142nd APHA Annual Meeting and Exposition

Annual Meeting Recordings are now available for purchase

Healthcare utilization and needs of homeless youth

142nd APHA Annual Meeting and Exposition (November 15 - November 19, 2014): http://www.apha.org/events-and-meetings/annual
Tuesday, November 18, 2014 : 8:50 AM - 9:10 AM

Hailey Winetrobe, MPH, CHES , School of Social Work, University of Southern California, Los Angeles, CA
Harmony Rhoades, PhD , School of Social Work, University of Southern California, Los Angeles, CA
Eric Rice, PhD , School of Social Work, University of Southern California, Los Angeles, CA
Norweeta Milburn, PhD , Department of Psychiatry and Biobehavioral Sciences, UCLA Nathanson Family Resilience Center, UCLA Semel Institute for Neuroscience and Human Behavior, Los Angeles, CA
Introduction: Homeless youth (HY) are a vulnerable population with a host of healthcare needs.  However, much of the literature concerning HY’s healthcare service utilization and access needs is outdated.  Many factors may affect HY’s access to care, including a lack of: health insurance, identification, and knowledge of where to seek care and how to get there.  We examined rates of health insurance coverage, healthcare utilization, barriers to accessing care, and correlates of unmet need.

Methods: Between May and June 2013, all HY who were accessing services at a drop-in center in Venice, CA were asked to participate.  Seventy percent of the eligible clients completed the self-administered questionnaire (n=125).   

Results:  Most of the HY were male, heterosexual, and white, with a mean age of 21 years.  Only 30% of HY reported having health insurance within the previous 12 months.  Of those who had health insurance, 46% were on their parents’ plan and 34% had Medicaid.  Within the past year, the emergency room was the most frequently cited source of care; emergency care was the most common reason for seeking care, though preventive care was identified by 27% of participants.  Within the past year, 31% of HY had unmet healthcare needs, with financial cost identified as the main barrier.

We examined correlates of healthcare utilization and unmet healthcare needs.  A multivariable logistic regression (n=107) demonstrated that HY with health insurance were 10.8 times (p<0.05) as likely to have used healthcare in the previous year, than those who did not have insurance.  A multinomial multivariable logistic regression (n=98) showed that HY who were currently experiencing major depression were 12.4 times (p<0.01) as likely to report unmet healthcare needs, compared to no needs.  Additionally, HY who identified as Black and non-heterosexual, were 89% and 88% as likely, respectively (p<0.05), to have met healthcare needs, while HY with at least a high school education were over 10 times (p<0.05) as likely to report having met healthcare needs, compared to no needs.  Notably, there was a trend among HY with a history of exchange sex being more likely to report unmet healthcare needs.

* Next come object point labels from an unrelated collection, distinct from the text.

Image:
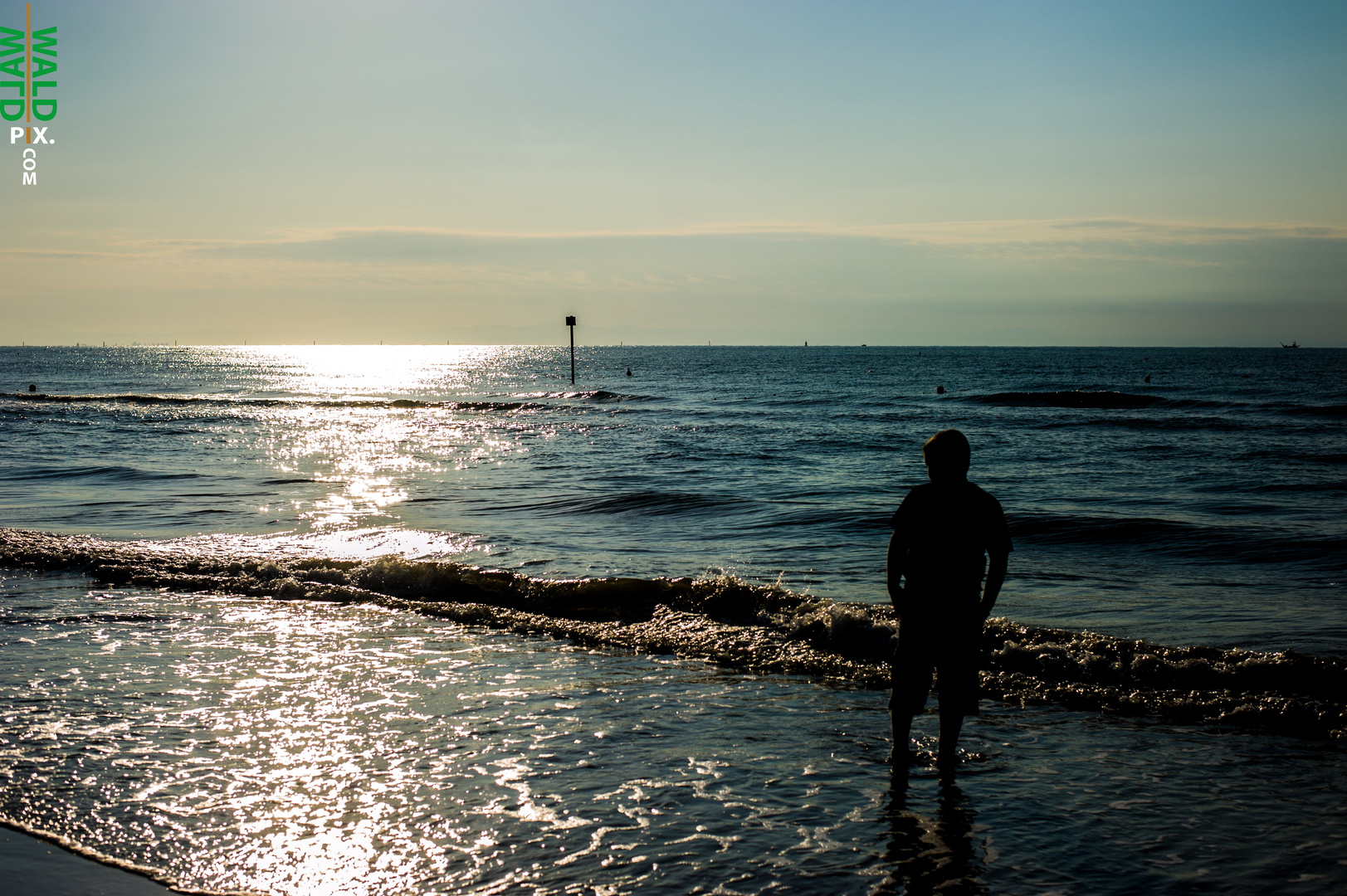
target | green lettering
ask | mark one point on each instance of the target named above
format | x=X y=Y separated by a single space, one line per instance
x=12 y=39
x=41 y=42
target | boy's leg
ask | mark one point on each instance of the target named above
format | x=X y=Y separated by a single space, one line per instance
x=901 y=736
x=951 y=721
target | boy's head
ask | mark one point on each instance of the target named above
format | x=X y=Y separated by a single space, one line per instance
x=947 y=455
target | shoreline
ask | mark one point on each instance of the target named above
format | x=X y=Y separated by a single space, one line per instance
x=39 y=867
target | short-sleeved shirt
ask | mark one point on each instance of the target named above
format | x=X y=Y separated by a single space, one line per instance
x=949 y=528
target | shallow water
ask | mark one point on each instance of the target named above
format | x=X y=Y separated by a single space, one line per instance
x=240 y=744
x=236 y=743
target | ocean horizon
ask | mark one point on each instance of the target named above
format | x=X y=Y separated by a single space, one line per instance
x=432 y=619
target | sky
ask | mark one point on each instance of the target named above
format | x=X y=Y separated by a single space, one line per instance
x=681 y=173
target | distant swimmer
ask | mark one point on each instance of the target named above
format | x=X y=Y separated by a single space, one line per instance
x=943 y=533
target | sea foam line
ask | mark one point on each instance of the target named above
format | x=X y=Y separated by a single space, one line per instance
x=752 y=627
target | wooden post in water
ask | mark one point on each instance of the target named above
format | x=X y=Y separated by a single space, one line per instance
x=570 y=322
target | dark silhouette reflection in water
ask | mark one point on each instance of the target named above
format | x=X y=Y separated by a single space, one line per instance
x=931 y=855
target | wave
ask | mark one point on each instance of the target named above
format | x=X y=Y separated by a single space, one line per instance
x=752 y=627
x=639 y=503
x=1104 y=399
x=1066 y=399
x=207 y=401
x=110 y=473
x=1176 y=538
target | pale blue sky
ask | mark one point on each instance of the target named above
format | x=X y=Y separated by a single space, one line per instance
x=988 y=173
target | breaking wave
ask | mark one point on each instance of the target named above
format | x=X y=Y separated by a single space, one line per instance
x=752 y=627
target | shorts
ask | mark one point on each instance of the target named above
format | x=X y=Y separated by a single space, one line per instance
x=953 y=652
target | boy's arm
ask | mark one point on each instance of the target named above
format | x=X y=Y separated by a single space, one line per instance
x=997 y=565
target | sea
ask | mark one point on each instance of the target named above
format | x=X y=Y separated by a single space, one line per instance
x=410 y=619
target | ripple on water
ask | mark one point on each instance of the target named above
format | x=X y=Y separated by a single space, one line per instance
x=242 y=744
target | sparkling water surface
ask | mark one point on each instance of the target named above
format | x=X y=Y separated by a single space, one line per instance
x=289 y=748
x=1210 y=516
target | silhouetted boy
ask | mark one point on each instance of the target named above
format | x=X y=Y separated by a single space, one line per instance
x=942 y=535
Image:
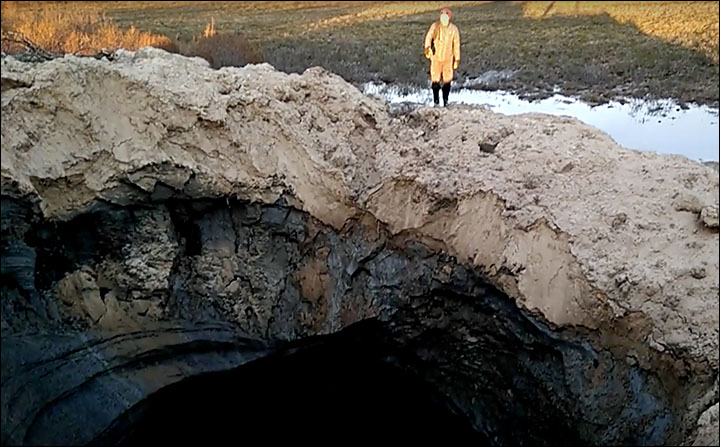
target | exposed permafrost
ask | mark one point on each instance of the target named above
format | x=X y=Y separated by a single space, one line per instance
x=574 y=227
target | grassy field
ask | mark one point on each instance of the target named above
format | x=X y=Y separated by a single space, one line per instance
x=593 y=50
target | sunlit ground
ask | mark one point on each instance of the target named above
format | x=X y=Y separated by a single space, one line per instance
x=385 y=11
x=692 y=24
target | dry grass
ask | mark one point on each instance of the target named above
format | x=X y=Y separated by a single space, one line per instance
x=691 y=24
x=585 y=49
x=222 y=50
x=61 y=30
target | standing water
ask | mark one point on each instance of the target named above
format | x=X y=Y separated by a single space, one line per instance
x=661 y=126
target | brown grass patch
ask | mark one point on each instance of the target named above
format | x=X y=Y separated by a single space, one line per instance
x=691 y=24
x=61 y=30
x=222 y=50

Conclusions:  Healthcare service opportunities must be made available to HY.  To increase their comfort with receiving services, previous research identifies the importance of HY having their own time and space for healthcare services.  Future studies should investigate the impact of the Affordable Care Act on HY’s insurance coverage and healthcare service utilization.

Learning Areas:

Provision of health care to the public

Learning Objectives:
Identify barriers homeless youth may face in trying to access healthcare services Define specific behaviors or characteristics that may increase or reduce the likelihood of homeless youth accessing healthcare services

Keyword(s): Homelessness, Accessibility

Presenting author's disclosure statement:

Qualified on the content I am responsible for because: I completed my MPH at UCLA and have been working as a health educator and researcher with homeless youth for the past five years. My scientific interests focus on HIV risk and protective behaviors and technology use.
Any relevant financial relationships? No

I agree to comply with the American Public Health Association Conflict of Interest and Commercial Support Guidelines, and to disclose to the participants any off-label or experimental uses of a commercial product or service discussed in my presentation.